Dass es im Reitsport demnächst schärfere Dopingkontrollen geben soll, ist längst überfällig. Doch immer noch können sich Betrüger relativ leicht herausreden.

Ein Kommentar von Claudio Catuogno

Wenn die Kontrolleure der Nationalen Antidoping-Agentur (Nada) mal wieder einen Profi-Reitstall aufsuchen, dann müssen sich selbst die notorischen Trickser der Branche keine Sorgen machen. Dann werden nämlich sie selbst kontrolliert - die Reiter. Ihre Pferde, die eigentlichen Sportler im Parcours, würdigen die Kontrolleure keines Blickes. Als handele es sich um Tennisschläger oder Laufschuhe, um reine Sportgeräte also, deren regelkonformer Zustand erst am Wettkampftag nachzuweisen ist. Eine clevere Betrugsenthüllungsstrategie ist das eher nicht, wo doch, wie inzwischen selbst Unbedarfte wissen, vor allem im Training gedopt wird. Im Wettkampf lassen sich nur noch die Dummen erwischen.

Sorgte mit seinem Salbenskandal für Aufsehen: Der deutsche Olympiateilnehmer Christian Ahlmann.

(Foto: Foto: dpa)

Wenn nun also die deutschen Turnierveranstalter - angetrieben von der Furcht, Sponsoren und Fernsehzeiten zu verlieren - anregen, Trainingstests im Pferdesport einzuführen, am besten von der unabhängigen Nada verantwortet, dann fordern sie bloß, was längst eine Selbstverständlichkeit sein sollte. Einfach umzusetzen ist das Ansinnen dennoch nicht. Bei Vierbeinern erschöpft sich die Dopingprobe ja nicht darin, ihnen ein Becherchen hinzustellen.
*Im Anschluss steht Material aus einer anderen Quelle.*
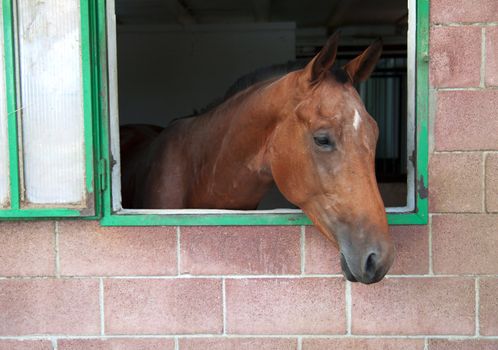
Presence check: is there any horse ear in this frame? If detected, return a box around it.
[305,32,339,83]
[343,39,382,84]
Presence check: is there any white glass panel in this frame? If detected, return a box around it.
[17,0,85,204]
[0,1,9,207]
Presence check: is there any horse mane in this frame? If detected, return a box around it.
[169,61,307,125]
[169,60,349,125]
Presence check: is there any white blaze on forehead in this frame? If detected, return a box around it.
[353,109,361,130]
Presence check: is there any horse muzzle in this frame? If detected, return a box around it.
[341,238,395,284]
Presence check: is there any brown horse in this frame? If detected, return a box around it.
[122,34,394,283]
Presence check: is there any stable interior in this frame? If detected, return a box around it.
[115,0,414,209]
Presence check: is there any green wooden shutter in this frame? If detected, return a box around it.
[0,0,96,218]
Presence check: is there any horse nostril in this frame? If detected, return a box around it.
[365,253,377,278]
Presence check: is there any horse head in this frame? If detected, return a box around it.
[269,34,394,283]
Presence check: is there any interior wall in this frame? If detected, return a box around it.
[117,23,296,125]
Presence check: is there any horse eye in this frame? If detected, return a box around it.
[313,135,335,151]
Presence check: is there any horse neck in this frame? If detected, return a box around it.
[189,76,289,209]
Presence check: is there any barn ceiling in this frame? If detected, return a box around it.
[115,0,408,48]
[116,0,407,28]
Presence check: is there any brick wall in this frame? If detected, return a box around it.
[0,0,498,350]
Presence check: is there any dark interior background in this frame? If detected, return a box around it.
[115,0,408,209]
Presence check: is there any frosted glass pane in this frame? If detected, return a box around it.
[17,0,85,204]
[0,1,9,207]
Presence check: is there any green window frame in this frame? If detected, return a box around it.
[98,0,429,226]
[0,0,100,219]
[0,0,430,226]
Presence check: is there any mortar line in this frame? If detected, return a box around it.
[176,226,181,276]
[0,274,498,280]
[481,152,488,213]
[475,277,481,337]
[345,281,353,335]
[434,85,498,92]
[300,225,306,275]
[221,278,227,335]
[99,277,105,336]
[480,27,486,88]
[432,149,498,154]
[54,221,61,278]
[0,333,498,341]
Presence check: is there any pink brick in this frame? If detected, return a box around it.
[0,340,52,350]
[434,90,498,151]
[0,279,100,336]
[429,339,498,350]
[485,27,498,86]
[57,338,175,350]
[429,152,484,213]
[226,278,346,334]
[303,339,424,350]
[179,338,297,350]
[432,214,498,274]
[486,153,498,213]
[430,0,498,23]
[0,222,55,276]
[351,278,475,335]
[306,226,429,275]
[388,225,429,275]
[429,27,482,87]
[305,226,342,274]
[180,226,301,275]
[59,221,177,276]
[479,278,498,334]
[104,278,223,334]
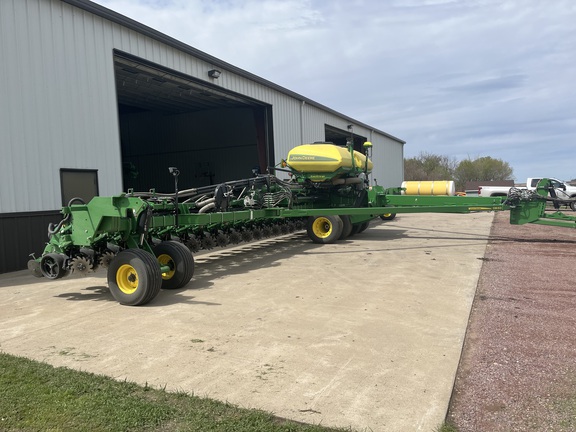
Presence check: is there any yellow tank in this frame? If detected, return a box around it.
[287,144,373,173]
[402,180,456,195]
Es fehlen Knowhow und feste Regelungen

Man braucht tierärztliches Knowhow, über das die Nada noch nicht verfügt. Wenn man aber bei den Tests schon nicht auf die Verbände (die ja immer auch Partei sind) verzichten kann, dann sollten sich die Verbände wenigstens bei der Sanktionierung von Verstößen einer neutralen Instanz unterwerfen, wie es die Turnierveranstalter ebenfalls verlangen: dem nationalen Sport-Schiedsgericht.

Doch das Kernproblem der Betrugsbekämpfung im Pferdesport würde auch das nicht lösen: die Unterscheidung in das böse "Doping" und die weniger böse "verbotene Medikation", also jene Regel, wonach im Training erlaubte Mittelchen am Wettkampftag nicht mehr im Pferdekörper nachgewiesen werden dürfen. Der sensibilisierten Öffentlichkeit ist dieser Kniff kaum zu vermitteln. Und den Reitern liefert er regelmäßig jene Ausreden, die sich meist strafmildernd auswirken: Sie wollten ja nur ihre Pferde behandeln. Und nicht etwa fit spritzen.

Die verschärften Strafen, die nun im Gespräch sind, würden zumindest eines signalisieren: das Ende der Gutgläubigkeit. Ein Jahr Sperre bereits bei Medikations-Vergehen, dazu zwei Jahre Nationalmannschaftspause. Letzteres droht auch Christian Ahlmann, der mit seinem Salbenskandal von Hongkong gegen alle Vereinbarungen verstoßen hat. Doch wie nennen das nun dessen Kollegen? "Unfair", "schockierend", "Wildwest". Viel scheinen sie nicht begriffen zu haben.